His Highness Shaikh Mohammed bin Rashid Al Maktoum, Vice-President and Prime Minister of the UAE and Ruler of Dubai mourned, with deep sorrow and grief, the death of the UAE martyrs who were involved in humanitarian work in Afghanistan.
His Highness said, in a series of tweets on his official Twitter account: "Today, we mourn, with pride, the UAE martyrs of humanitarian work in the Republic of Afghanistan; five martyrs who ended their while serve the weak, children, and the needy.
The UAE people are proud of their children who are involved in humanitarian work. Today, they stand up tall for sacrificing martyrs for humanity which terrorists know nothing about.
There is not a single human, moral or religious justification for bombing or killing those whoever trying to help people. May Almighty Allah have mercy on our martyrs and accept them among the righteous."
Abdul Hamid Sultan Abdullah Ibrahim Al Hammadi
Abdullah Mohammed Essa Obaid Al Kaabi
Mohammed Ali Zainal Al Bastaki
(Left) Ahmed Abdul Rahman Ahmad Al Tunaiji; (Right) Ahmed Rashid Salim Ali Al Mazroui
Meanwhile, the Taliban denied responsibility and blamed, in a short statement, an 'internal local rivalry' for the attack which targeted a guesthouse of provincial Gov. Homayun Azizi, who was also wounded in the assault.
Eleven people were killed and 18 others were wounded, including the UAE Ambassador Juma Mohammed Abdullah Al Kaabi, according to General Abdul Razeq, Kandahar's police chief.

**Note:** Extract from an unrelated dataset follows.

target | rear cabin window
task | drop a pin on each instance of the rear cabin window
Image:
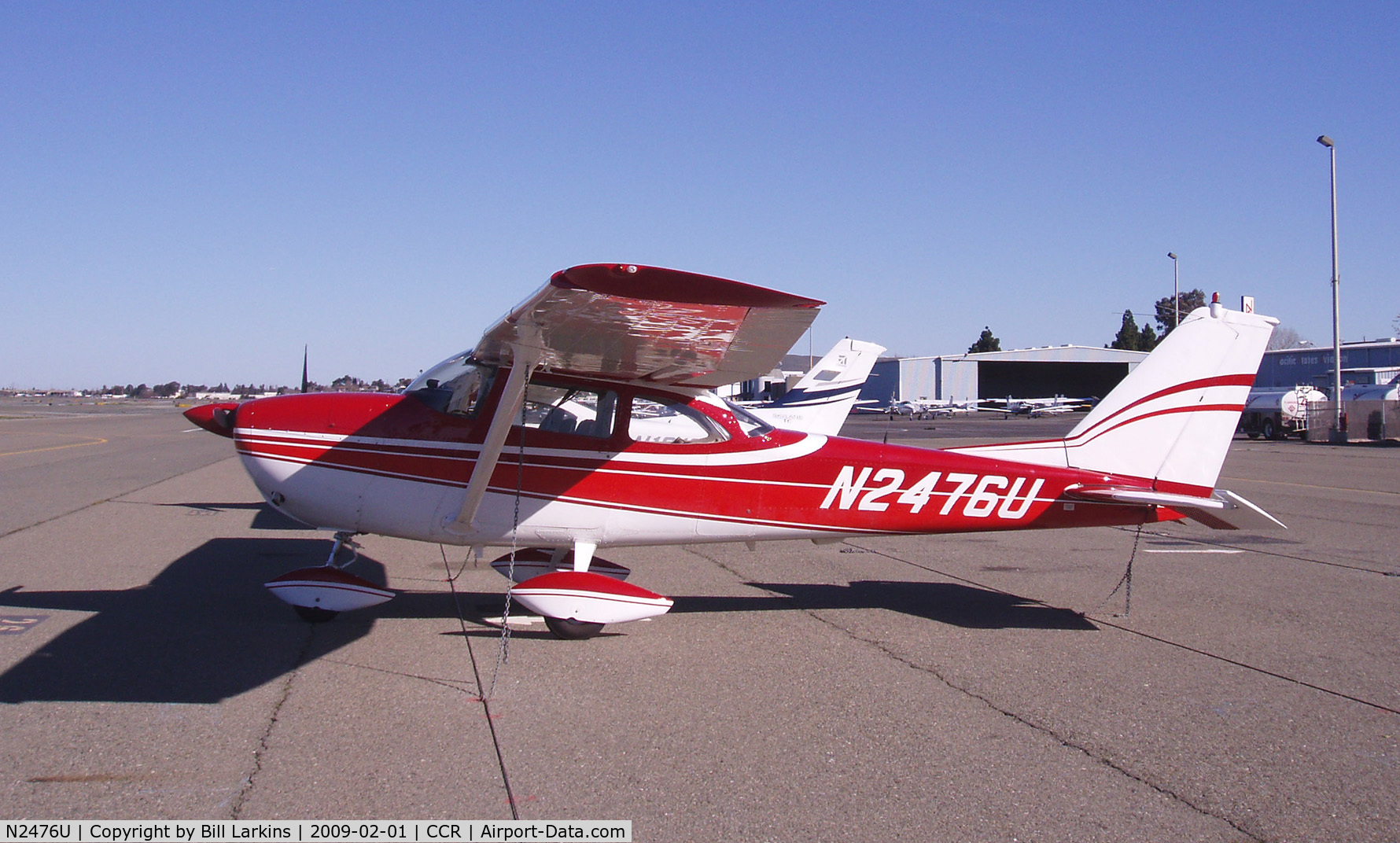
(671, 423)
(569, 409)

Razeq said investigators believe someone hid the bomb inside a sofa at the guesthouse. He said an ongoing construction project at the guesthouse may have allowed militants to plant the bomb.
"Right now we cannot say anything that who is behind this attack," he told The Associated Press, while adding that several suspects had been arrested. The attack inside the heavily guarded compound represents a major breach of security, even in Afghanistan, a country long torn by war. Afghan President Ashraf Ghani on Wednesday condemned the attack and ordered a probe into the incident.
Multiple daily commercial flights link the countries, with Dubai serving as an important commercial hub for Afghan businessmen. Over the years, Taliban and Afghan officials also have met in Dubai to try to start peace talks.
Emirati diplomats have come under attack in the past, felled by assassins' bullets. Saif Ghubash, the UAE's first minister of state for foreign affairs, died after being shot in an October 1977 attack at Abu Dhabi International Airport, an attack that apparently targeted Syrian Foreign Minister Abdul-Halim Khaddam. Khaddam later blamed the attack on Iraq.
In 1984, the UAE's ambassador to France was assassinated by a gunman who shot him in the head outside his Paris home. A diplomatic club was named in honor of the slain envoy, Khalifa Al Mubarak, in the Emirati capital Abu Dhabi in 2015.
Another Emirati diplomat was wounded in a shooting in Rome in 1984. Reports at the time linked those two attacks to the Arab Revolutionary Brigades, a Palestinian militant group.